Red, white and blue colors cover the screen on MTV’s website as the words appear, “The last election was decided by 500,000 votes nationwide. In some states it was decided by 50,000 or 5,000 or 500. In the last election, 18 million young people voted. What if that were 20 million? Who’s swing voting now?”
The same network that has given us “The Osbournes,” “Punk’d,” and “Total Request Live” also contributes to the seriousness of politics by delivering “Choose or Lose,” the current MTV campaign to mobilize 20 million young voters in November.
“Choose or Lose,” launched in 1992, brought the infamous “boxers or briefs” question to Bill Clinton, and its mission statement just as well might be “Putting presidential candidates in un-presidential situations.”
Yet, since its founding, the campaign has gotten the big names and has delivered news-making interviews. This year is no exception, as Republican National Committee Chairman Ed Gillespie and his “Reggie” the Registration Rig appeared on “TRL” on March 26.
Additionally, a taped interview with Sen. John Kerry ran on Tuesday, offering another controversial statement on gay “marriage” from the presidential candidate. Kerry played well with the MTV crowd and received a warm welcome from the MTV News “reporter.”
The lingering question in many minds is this: Will President Bush appear on “Choose or Lose”? But the more pressing question is what President Bush would gain through such an appearance.
The nature of Music Television is to push the boundaries and challenge the standards. That’s the path they have taken since the beginning in their constant pursuit of the young demographic. MTV would love nothing more than to defy the president of the United States. It would bring ratings, hype and controversy – the very core of the network.
Furthermore, MTV is a sister network to CBS – both companies have been targets of a Federal Communications Commission crusade for broadcast decency. Moreover, another sister network is Infinity Radio, which airs the Howard Stern show – another target of FCC fines. The Viacom-owned MTV may have ulterior motives in such an interview and undoubtedly could seek to embarrass the president.
Lastly, if Republicans and conservatives stand for anything, their antithesis would be MTV and its parent network. Viacom is the figurehead of the entertainment industry, pushing its liberal biases through CBS News, selling its vulgar immorality as entertainment on channels like MTV, and filling our theaters with trash every year.
If George W. Bush were to come on the network, MTV has everything going to set him up for failure. The host, the producers and the audience, filled with teenagers seeking their 15 minutes of fame, would desire to see a PR disaster.

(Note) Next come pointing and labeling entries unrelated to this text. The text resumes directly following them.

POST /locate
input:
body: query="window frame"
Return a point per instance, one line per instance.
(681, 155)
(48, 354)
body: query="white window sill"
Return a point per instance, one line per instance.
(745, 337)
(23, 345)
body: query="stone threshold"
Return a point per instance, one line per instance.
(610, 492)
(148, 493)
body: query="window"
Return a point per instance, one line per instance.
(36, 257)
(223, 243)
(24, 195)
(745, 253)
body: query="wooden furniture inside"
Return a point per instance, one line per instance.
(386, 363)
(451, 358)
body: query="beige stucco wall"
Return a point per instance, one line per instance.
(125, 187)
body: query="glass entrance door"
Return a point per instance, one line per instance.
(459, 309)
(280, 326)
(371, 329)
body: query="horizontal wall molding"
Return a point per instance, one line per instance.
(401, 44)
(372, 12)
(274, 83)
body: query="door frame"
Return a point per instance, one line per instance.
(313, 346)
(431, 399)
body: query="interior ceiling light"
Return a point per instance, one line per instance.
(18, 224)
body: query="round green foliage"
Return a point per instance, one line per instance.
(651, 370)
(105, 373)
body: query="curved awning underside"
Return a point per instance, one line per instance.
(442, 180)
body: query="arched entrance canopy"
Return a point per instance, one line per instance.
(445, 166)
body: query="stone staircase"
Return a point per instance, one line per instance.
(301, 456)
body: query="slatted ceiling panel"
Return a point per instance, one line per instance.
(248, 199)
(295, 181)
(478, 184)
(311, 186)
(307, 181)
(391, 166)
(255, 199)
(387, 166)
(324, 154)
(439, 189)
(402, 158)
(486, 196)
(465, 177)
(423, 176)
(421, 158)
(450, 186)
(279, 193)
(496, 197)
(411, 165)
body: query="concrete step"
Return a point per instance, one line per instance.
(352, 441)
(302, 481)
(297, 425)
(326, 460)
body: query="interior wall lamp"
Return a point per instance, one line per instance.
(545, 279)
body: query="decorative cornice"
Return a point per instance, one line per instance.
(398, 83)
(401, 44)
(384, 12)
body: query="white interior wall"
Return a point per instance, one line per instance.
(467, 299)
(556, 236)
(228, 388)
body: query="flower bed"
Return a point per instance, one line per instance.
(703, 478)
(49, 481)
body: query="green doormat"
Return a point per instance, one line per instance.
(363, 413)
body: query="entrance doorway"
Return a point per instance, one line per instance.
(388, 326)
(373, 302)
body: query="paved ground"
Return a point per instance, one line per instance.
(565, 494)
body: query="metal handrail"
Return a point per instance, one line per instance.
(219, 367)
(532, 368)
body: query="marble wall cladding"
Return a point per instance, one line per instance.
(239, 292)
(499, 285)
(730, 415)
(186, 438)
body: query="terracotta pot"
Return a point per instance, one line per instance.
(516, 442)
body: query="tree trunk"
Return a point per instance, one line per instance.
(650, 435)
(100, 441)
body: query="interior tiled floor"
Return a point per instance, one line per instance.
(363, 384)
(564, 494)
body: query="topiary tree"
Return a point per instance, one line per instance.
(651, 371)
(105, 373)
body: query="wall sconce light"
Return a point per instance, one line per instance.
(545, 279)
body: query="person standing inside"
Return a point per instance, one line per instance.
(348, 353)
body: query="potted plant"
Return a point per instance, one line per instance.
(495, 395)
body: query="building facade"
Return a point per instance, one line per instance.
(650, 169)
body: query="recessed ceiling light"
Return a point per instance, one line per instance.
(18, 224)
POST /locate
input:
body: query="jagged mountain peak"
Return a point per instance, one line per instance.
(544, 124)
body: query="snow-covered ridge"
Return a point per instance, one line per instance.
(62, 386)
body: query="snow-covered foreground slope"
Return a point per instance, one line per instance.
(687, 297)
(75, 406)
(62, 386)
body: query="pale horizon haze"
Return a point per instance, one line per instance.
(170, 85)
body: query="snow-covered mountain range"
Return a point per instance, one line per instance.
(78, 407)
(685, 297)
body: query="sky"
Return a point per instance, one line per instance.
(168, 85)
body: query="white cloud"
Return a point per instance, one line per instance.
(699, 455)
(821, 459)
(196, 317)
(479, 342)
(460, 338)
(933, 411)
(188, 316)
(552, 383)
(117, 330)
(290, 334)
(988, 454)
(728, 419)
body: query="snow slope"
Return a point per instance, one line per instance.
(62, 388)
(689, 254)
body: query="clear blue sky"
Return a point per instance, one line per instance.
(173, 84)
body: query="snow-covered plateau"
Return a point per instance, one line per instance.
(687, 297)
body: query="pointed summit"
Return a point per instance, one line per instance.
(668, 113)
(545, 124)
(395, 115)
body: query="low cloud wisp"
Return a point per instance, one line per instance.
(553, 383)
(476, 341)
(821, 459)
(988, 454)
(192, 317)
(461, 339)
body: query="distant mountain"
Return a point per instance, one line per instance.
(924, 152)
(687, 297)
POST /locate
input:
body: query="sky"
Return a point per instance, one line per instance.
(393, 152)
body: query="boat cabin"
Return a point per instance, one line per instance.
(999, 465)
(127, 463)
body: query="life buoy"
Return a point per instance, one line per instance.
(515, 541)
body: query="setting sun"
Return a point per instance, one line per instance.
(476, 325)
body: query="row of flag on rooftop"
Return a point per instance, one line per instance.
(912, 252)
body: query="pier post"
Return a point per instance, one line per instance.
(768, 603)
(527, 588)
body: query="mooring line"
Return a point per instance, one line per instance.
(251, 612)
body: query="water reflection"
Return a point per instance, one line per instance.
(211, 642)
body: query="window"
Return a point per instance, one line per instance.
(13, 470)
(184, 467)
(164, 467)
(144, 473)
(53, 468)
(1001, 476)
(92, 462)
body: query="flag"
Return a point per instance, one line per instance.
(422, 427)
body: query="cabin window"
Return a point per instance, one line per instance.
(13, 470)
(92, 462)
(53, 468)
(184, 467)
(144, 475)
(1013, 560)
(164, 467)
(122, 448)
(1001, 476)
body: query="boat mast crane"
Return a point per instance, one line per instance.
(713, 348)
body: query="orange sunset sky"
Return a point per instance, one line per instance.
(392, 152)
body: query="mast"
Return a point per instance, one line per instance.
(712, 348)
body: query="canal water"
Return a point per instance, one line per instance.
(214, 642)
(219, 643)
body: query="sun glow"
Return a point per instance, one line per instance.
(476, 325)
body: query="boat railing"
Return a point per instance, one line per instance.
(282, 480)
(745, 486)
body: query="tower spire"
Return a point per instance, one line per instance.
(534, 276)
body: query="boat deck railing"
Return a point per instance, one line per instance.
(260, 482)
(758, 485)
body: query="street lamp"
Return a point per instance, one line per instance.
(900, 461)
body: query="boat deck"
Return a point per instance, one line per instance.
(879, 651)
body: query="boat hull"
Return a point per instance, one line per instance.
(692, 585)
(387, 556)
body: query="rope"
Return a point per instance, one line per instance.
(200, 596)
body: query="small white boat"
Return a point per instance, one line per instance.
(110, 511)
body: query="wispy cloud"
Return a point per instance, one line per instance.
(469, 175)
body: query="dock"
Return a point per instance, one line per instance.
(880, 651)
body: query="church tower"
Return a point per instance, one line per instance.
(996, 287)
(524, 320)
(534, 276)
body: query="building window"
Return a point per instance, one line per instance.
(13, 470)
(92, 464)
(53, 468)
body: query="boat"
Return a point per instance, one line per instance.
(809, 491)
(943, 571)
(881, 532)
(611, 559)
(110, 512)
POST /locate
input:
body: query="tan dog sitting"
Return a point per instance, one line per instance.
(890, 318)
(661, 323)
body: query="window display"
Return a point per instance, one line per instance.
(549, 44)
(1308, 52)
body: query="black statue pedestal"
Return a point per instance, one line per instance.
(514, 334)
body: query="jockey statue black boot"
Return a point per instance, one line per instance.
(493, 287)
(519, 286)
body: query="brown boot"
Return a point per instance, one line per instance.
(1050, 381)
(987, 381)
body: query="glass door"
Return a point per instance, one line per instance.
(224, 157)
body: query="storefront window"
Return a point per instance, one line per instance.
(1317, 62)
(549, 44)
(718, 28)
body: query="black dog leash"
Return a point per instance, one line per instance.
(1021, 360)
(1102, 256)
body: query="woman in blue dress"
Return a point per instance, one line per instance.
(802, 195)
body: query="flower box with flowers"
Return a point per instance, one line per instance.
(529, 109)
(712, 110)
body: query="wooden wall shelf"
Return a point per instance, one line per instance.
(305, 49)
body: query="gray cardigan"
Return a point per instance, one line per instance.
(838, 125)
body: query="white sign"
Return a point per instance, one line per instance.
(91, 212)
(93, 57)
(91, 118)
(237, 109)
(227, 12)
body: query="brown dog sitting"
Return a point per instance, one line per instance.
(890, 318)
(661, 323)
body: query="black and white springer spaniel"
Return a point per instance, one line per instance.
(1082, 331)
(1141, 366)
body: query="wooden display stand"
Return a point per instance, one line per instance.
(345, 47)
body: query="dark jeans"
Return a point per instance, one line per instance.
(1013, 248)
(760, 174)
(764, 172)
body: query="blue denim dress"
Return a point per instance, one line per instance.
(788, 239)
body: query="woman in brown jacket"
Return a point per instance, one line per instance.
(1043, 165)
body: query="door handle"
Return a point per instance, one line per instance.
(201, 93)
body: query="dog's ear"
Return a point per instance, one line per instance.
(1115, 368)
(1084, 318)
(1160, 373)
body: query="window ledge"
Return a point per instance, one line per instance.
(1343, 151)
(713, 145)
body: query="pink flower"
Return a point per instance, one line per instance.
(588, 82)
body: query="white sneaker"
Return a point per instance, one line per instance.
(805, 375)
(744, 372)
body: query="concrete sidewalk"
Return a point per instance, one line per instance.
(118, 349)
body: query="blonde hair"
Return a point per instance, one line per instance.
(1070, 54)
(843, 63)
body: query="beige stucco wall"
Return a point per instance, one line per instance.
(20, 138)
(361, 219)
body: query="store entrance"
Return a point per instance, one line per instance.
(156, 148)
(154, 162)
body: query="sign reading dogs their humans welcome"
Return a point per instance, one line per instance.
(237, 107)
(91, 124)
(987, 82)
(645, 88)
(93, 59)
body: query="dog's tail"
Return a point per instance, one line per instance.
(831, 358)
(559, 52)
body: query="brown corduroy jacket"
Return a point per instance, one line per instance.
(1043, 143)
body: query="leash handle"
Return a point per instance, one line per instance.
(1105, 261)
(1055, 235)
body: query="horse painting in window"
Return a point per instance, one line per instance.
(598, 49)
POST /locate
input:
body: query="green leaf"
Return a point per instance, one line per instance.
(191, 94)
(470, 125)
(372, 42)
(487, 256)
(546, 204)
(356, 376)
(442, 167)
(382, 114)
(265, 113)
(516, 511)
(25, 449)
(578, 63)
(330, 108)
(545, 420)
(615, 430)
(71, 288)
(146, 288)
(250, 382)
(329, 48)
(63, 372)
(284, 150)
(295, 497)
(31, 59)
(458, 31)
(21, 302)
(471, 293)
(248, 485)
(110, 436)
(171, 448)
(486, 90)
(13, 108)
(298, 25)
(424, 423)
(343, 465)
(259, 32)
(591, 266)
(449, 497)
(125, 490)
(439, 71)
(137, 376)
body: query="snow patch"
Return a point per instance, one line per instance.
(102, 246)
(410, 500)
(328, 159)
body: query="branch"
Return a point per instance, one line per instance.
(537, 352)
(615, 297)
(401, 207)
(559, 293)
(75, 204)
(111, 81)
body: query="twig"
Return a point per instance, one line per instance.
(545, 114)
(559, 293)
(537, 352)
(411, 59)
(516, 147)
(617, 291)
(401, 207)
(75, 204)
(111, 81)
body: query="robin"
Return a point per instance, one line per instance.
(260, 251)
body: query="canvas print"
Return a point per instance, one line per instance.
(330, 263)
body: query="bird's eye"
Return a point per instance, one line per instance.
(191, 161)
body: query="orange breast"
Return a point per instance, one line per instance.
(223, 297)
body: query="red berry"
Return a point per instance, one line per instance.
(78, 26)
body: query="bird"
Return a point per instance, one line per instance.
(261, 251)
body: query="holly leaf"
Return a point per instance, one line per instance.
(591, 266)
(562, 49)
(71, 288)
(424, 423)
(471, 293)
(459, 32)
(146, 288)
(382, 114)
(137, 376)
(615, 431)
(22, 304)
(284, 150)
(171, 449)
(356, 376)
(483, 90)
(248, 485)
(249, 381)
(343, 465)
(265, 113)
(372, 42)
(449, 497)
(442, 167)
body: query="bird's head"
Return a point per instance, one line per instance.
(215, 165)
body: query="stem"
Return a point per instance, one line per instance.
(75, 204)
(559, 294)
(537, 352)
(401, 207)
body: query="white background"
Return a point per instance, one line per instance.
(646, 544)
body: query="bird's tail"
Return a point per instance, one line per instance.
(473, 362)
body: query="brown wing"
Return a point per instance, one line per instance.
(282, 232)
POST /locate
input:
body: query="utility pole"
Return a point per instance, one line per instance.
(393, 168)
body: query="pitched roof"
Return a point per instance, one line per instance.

Even if President Bush were to pull off a first-rate performance, the likelihood of the GOP energizing the teen base through such an appearance is slim. The same high school and college students who watch “Pimp My Ride” are not going to be inspired by seeing Bush on MTV. Politically, the Bush campaign desires to reach out to the young adult crowd, but reality proves how that demographic prefers apathy over concern.
The 18-30 year old demographic, which is 30 million strong, accounted for less than 4 percent of the entire voting population in 2000. Despite efforts from questionable organizations like Rock the Vote, the voter turnout from young people is not expected to radically change this coming November.
Many point to this election year as being a mirror to the 1992 presidential campaigns of George H.W. Bush and Bill Clinton. That year, both candidates appeared on “Choose or Lose,” and we could see the same this year. In ’92, Clinton was exalted on the network and many pundits noted as much, but the same writers observed a PR disaster on the part of the Bush campaign – a likely plan from MTV.
Past all the politics and hype, the reality is this: Whatever the motives of MTV, a Bush crash and burn would equal success to them. No matter how much Republicans might wow the youthful viewers on “Choose or Lose,” it’s unlikely to translate into anything substantial in November. Nothing good could come of a Bush campaign appearance on MTV, but everything could go wrong.
Politically, when it comes to MTV, President Bush should just stay away from Music Television to avoid a replay of ’92. Moreover, when it comes to morality and principles, President Bush should send a message and energize sincere young people by holding a higher standard.